Second year and running strong

Otis N. Crandell

Babeș-Bolyai University, Geology Department, Cluj-Napoca, Romania.  Email: otis.crandell@gmail.com

 

 

 

 

Welcome to another issue of the Journal of Lithic Studies. This issue in fact marks our second year of publishing. We are definitely pleased with the progress that we have made so far and some of the new ideas that we have tried out.

One of our objectives in establishing JLS has been to introduce new ideas of how academic material can be published. Not only have we been encouraging researchers from a variety of countries and regions to submit their research to this journal, but we are also trying out different ideas to see how best we can disseminate research, findings, and other news.

This year we have started to publish in additional languages. A general topic issue, guest edited by Xavier Mangado, will be published in Spanish later this year. In connection with our publishing in Spanish, we have updated the journal’s web site interface which is now available in both English and Spanish. Yan Axel Gómez Coutouly is guest editing a French language special topic issue on chaîne opératoire which we expect to come out in the middle of next year.

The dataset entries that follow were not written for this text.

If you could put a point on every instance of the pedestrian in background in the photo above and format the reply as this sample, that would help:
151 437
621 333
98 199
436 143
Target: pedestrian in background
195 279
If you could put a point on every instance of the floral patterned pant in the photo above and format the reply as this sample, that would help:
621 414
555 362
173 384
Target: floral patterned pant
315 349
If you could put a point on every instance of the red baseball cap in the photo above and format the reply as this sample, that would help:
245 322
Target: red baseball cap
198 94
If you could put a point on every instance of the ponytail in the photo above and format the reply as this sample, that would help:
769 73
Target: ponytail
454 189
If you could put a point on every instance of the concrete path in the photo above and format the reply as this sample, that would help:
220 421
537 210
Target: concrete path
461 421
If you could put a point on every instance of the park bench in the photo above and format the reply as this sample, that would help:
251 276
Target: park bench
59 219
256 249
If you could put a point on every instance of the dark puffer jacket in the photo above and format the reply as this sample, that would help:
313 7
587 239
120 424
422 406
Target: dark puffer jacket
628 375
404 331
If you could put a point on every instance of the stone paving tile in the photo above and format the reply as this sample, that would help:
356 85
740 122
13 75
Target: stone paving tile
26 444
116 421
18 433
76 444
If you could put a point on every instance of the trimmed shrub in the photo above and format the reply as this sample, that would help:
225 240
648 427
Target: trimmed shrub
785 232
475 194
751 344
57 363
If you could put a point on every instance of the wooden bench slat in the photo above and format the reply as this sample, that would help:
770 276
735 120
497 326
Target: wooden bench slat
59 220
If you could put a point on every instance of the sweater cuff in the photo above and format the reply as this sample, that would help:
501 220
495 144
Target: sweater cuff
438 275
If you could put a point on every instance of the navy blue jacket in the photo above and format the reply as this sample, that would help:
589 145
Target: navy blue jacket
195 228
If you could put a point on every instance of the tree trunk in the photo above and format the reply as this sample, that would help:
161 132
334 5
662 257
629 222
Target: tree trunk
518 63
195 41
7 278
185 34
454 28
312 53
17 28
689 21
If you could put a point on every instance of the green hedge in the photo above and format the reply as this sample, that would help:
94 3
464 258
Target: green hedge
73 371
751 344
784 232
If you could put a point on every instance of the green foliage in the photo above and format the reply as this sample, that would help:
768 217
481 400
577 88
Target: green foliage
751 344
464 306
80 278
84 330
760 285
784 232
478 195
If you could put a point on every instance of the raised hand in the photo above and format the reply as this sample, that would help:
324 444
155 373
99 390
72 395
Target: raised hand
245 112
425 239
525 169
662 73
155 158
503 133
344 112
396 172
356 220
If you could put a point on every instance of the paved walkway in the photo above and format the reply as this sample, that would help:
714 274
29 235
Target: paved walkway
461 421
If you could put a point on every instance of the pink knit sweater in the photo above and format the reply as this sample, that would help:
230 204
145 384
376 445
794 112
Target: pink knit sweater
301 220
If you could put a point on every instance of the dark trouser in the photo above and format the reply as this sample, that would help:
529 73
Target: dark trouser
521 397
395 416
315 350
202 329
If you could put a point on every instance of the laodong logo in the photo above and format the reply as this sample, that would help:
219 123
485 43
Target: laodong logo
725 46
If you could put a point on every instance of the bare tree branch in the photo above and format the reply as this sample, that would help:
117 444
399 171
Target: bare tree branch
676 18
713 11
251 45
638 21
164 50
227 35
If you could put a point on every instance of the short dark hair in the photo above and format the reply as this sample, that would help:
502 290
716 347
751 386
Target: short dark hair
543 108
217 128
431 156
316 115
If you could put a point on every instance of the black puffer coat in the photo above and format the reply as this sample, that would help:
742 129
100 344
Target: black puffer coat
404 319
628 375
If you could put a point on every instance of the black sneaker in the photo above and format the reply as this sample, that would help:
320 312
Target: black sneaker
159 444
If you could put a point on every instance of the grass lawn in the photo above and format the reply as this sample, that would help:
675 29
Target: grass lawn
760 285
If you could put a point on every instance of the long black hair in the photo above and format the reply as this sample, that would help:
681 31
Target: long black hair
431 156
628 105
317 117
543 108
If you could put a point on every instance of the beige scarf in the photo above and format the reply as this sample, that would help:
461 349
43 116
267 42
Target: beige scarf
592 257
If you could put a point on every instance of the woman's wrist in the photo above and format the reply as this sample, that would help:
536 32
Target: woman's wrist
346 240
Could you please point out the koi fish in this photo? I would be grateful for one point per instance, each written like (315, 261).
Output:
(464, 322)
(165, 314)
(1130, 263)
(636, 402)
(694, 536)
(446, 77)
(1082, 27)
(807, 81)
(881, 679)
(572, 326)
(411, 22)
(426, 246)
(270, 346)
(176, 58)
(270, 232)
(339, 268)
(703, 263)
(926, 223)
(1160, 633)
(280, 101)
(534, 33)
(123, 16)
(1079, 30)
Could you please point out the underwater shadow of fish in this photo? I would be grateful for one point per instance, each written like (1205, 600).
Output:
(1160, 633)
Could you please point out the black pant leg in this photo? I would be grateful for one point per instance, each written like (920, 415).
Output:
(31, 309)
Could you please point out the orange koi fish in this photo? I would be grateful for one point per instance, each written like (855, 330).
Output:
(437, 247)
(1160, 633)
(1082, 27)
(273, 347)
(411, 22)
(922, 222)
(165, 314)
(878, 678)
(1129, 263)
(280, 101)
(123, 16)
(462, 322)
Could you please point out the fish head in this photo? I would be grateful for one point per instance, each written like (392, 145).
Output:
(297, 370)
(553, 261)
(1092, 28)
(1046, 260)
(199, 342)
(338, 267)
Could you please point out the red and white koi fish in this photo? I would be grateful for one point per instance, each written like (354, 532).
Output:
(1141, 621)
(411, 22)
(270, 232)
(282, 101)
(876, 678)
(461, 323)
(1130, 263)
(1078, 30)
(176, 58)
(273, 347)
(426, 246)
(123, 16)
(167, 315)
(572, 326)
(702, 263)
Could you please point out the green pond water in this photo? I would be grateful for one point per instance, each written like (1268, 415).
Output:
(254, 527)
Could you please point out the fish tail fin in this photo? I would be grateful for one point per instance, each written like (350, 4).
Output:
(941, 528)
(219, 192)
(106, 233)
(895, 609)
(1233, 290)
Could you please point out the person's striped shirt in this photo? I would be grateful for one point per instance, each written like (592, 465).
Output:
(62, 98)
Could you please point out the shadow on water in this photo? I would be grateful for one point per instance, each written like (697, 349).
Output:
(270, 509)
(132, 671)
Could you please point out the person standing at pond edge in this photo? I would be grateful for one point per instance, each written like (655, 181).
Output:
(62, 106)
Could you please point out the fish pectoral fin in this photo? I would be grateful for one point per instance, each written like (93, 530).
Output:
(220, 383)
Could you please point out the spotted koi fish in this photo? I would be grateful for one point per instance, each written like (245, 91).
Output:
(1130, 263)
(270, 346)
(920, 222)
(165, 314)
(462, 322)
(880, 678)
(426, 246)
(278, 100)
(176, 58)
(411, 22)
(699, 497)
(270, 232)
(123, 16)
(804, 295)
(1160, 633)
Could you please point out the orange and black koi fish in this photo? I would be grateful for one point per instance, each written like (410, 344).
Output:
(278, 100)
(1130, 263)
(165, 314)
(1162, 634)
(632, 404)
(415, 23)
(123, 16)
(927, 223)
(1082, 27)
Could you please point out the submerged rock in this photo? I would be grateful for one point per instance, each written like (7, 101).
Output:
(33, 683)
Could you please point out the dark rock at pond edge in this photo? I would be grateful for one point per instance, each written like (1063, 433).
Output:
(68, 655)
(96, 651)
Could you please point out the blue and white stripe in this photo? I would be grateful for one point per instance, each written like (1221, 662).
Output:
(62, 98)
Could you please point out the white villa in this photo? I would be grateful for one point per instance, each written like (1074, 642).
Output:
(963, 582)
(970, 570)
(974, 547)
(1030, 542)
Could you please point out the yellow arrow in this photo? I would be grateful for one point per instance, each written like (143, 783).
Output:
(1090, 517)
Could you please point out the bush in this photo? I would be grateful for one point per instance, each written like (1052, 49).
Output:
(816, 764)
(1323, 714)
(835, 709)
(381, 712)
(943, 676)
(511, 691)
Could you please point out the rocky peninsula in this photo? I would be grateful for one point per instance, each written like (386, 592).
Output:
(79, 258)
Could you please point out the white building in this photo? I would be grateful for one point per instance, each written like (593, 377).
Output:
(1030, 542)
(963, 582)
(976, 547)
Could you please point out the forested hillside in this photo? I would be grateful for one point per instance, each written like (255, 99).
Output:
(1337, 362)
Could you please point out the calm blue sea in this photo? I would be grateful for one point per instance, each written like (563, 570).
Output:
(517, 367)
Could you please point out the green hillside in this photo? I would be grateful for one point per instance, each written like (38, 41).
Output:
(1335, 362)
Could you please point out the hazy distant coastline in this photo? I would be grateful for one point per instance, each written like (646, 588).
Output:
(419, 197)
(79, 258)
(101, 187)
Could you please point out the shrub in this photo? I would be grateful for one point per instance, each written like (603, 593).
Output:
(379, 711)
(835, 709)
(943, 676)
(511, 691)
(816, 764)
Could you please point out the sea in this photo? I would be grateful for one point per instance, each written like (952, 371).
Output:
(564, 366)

As well, we have started to other publish special topic issues. In addition to the chaîne opératoire issue currently in production, we are planning several other special issues, which are currently scheduled throughout 2016.

This has been a good year for collaborations with symposia, meetings and other academic events. We will be publishing the proceedings of several UISPP and EAA sessions from 2014 as well as independent symposia from 2015 as either special topic issues or issues dedicated to those events. The previously mentioned special topic issue on standing stones and megaliths is comprised of articles from presenters at the 2014 UISPP session “Standing stones and megalithic monuments in context”. Also from the 2014 UISPP is a special theme issue based on presentations from the session “Beyond the reduction sequence: new insights in lithic technology” which is being guest edited by Sara Cura. We have agreed to publish the proceedings of the "Ground Stone & Society" international workshop (Haifa, July 2015), organised by the Association for Ground Stone Research (http://agsr2015.haifa.ac.il/). Danny Rosenberg will be guest editing this special topic issue. Not least of all, we are again collaborating with the organisers of the International Symposium on Knappable Materials (http://www.ub.edu/cherts-symp2015/), hosted by the University of Barcelona in September this year. This issue holds particular interest for us since the first issue of JLS was also dedicated to the proceedings of the previous symposium in this series. We are also discussing collaborations with other scientific event organisers about publishing their proceedings. We are very happy to lend our support to any lithics related event.

Over the last year we have also been working hard to increase circulation and recognition of the journal by getting it included in international databases and indexes. Among these, some of the more well-known include DOAJ (the Directory of Open Access Journals) (https://doaj.org/toc/2055-0472), ERIH PLUS (the European Reference Index for the Humanities and the Social Sciences) (https://dbh.nsd.uib.no/publiseringskanaler/erihplus/periodical/info?id=486045), and recently Thomson Reuters Web of Science ESCI (Emerging Sources Citation Index).

We have published the six month and twelve month download and view reports for articles in the 2014 issues. We intend to continue doing this so that the status of our articles can be publicly evaluated and to keep our journal as transparent as possible. We feel that it is important for potential authors to be able to evaluate how much (or how little) coverage their articles would likely get if they publish in JLS. Very few journals do this but we hope that this policy will catch on throughout the academic publishing industry.

We have done very well in these first two years. We have moved forward a great deal. Hopefully we will carry on with the momentum and continue to develop and try out new ideas. In this way we also hope to attract the interest of an even larger audience. We are always interested in new ideas on how to improve academic publishing - how to make it more accessible, how to make it more appealing to more people, how to attract more readers. We look forward to another year of success in 2016.